Add comment March 14, 2007

Change!!! a necessity or fate.

An old friend called abhi. It was an awkward conversation we talked for an hour had loads to talk about but well it seemed as if i wasnt connecting with her. She wants to be stuck in teh past. I wanted to do that too, I have resisted change for so long clinging on to the finest detail in my life even when it meant ruining it.

Yes i alone have to be blamed for my marriage. I was stuck in teh past for ay too long. I wanted him to be like AL talk like him, say things like him, deal with me and situations like him, everything.

I am changing to say teh least yesterday he yelled at me i softly cried without letting him know, coz it would have irritated him and once he was done yelling he relaxed and things settled down.

Yes i cry alot. US says i have taps for eyes :) i find that funny coz it is so true. i discovered this about myself yesterday that i am a sadist in some ways he yells at me and that saisfies me in a way that his nice words dont. This way I am sure things are fine, atleast he is expressing himself, better than him not saying anything and me guessing and asking and yet again irritating him. Do I make sense? yes you do Aa.

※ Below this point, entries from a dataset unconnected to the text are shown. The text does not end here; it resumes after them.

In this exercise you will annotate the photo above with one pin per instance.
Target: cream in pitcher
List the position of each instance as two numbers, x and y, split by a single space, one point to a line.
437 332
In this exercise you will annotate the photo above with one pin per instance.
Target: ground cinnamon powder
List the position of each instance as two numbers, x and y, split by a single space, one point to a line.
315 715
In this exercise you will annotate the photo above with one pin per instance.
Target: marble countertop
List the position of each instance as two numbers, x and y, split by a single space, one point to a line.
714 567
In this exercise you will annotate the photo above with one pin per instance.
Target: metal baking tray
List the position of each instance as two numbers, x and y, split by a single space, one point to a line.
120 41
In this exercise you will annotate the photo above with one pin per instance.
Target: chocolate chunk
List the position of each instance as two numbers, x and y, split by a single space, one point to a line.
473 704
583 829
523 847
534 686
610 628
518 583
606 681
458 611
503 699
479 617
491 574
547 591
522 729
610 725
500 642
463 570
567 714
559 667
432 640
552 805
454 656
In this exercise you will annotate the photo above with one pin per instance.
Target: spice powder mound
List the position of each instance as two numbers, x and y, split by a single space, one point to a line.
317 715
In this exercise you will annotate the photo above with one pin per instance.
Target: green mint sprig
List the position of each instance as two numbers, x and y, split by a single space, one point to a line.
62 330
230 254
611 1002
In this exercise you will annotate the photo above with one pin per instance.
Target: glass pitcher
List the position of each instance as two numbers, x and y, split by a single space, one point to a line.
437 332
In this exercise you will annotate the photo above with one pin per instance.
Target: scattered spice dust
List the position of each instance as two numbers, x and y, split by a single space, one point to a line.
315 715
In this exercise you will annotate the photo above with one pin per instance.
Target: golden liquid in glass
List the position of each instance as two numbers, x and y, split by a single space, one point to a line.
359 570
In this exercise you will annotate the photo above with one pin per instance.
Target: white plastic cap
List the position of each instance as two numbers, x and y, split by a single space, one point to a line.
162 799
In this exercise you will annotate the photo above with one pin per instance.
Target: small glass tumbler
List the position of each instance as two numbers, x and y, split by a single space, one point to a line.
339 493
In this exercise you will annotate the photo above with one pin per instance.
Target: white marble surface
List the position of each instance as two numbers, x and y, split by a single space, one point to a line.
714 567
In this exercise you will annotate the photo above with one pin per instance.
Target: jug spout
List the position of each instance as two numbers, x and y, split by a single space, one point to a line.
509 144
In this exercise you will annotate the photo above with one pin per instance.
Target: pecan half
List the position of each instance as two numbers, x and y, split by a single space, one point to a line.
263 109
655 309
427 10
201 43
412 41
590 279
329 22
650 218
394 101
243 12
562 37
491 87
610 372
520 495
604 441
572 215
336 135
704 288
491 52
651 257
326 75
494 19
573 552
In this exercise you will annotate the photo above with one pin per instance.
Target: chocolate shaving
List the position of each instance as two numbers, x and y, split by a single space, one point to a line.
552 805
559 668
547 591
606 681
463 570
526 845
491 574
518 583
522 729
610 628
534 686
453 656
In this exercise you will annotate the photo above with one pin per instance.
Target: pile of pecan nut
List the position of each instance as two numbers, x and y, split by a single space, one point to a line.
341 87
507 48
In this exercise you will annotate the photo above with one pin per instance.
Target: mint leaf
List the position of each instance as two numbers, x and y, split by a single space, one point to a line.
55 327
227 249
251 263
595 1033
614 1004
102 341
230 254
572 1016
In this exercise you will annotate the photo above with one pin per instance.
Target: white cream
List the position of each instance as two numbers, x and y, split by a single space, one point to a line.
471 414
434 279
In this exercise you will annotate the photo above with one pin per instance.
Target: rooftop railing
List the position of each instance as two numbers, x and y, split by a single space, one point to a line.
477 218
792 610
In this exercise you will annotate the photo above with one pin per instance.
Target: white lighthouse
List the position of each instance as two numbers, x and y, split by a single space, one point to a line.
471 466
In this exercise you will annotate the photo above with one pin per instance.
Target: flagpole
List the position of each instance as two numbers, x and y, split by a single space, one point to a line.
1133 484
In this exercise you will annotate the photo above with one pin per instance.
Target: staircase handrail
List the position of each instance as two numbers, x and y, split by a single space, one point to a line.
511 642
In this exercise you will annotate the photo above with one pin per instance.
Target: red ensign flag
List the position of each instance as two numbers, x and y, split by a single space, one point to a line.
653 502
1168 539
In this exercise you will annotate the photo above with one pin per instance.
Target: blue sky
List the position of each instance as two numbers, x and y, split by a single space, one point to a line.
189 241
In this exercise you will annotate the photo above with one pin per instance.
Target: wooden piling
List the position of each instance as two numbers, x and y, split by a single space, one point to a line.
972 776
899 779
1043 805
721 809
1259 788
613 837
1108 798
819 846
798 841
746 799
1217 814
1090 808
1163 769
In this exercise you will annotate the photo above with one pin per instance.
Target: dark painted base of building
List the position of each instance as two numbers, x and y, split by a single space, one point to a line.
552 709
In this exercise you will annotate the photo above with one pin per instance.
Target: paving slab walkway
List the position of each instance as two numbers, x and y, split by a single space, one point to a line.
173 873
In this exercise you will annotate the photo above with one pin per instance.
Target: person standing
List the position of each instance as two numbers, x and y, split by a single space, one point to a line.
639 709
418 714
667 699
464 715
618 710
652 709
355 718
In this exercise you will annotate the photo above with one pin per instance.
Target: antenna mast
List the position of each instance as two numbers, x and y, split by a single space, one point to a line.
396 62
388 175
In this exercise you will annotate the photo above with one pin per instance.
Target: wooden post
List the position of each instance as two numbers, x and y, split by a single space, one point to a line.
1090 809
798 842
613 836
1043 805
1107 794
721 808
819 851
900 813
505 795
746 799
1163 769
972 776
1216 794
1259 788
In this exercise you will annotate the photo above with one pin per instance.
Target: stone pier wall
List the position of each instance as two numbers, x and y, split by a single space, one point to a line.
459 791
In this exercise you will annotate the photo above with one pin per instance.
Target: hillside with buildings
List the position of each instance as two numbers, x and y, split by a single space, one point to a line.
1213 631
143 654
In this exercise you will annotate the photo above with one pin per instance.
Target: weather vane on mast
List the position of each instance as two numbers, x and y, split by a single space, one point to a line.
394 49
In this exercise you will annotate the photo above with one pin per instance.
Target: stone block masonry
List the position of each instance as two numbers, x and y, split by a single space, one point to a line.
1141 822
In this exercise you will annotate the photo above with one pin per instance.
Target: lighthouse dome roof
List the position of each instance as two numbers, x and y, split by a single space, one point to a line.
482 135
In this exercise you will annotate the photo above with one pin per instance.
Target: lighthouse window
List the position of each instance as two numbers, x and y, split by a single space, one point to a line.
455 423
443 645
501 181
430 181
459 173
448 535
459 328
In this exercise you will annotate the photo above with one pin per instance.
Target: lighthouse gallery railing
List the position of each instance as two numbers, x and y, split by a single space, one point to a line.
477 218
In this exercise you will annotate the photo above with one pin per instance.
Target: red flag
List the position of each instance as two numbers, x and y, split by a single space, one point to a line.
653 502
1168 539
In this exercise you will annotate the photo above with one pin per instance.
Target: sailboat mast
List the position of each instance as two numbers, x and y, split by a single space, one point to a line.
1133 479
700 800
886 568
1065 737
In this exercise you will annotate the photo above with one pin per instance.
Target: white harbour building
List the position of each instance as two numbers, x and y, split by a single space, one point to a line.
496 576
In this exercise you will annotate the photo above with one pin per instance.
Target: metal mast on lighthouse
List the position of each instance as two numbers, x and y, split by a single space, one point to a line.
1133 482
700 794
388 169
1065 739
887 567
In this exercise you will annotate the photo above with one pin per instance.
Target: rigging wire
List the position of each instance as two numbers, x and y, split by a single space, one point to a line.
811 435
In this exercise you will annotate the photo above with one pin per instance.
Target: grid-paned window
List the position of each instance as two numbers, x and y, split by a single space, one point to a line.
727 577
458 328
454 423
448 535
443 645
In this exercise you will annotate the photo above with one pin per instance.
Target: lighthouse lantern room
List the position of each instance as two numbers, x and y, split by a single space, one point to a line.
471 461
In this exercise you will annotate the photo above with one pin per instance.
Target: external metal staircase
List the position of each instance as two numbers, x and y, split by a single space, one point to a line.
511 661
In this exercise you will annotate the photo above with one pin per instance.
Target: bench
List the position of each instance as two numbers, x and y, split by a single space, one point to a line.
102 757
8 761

AB was surprised to know that i talk to myself in first person. Ialways thought that was normal and that everyone does that but no normally people dont. I am a psychopath in teh making lolz!!!! :)

That too I find funny.

I can never forget my mom’s eyes when one day while eating gol gappas i announced to her that I am crazy. She started saying something thinking speaking trying to make sense and i stopped her after two incoherent syllables and said I am crazy and its ok. I told her what I have done in teh past out of rage and how I am afraid of myself and she just listened to me dumbfounded. sigh

Add comment March 14, 2007

Not him too!!!

Again this year she pulled out her first aid kit and started wiping her husbands wounds crying and pleeding him to stop this self mutilation in the name of religion. She wiped her tears like the blood before and was about to put the kit away when he said, “Ama” and she felt his pain.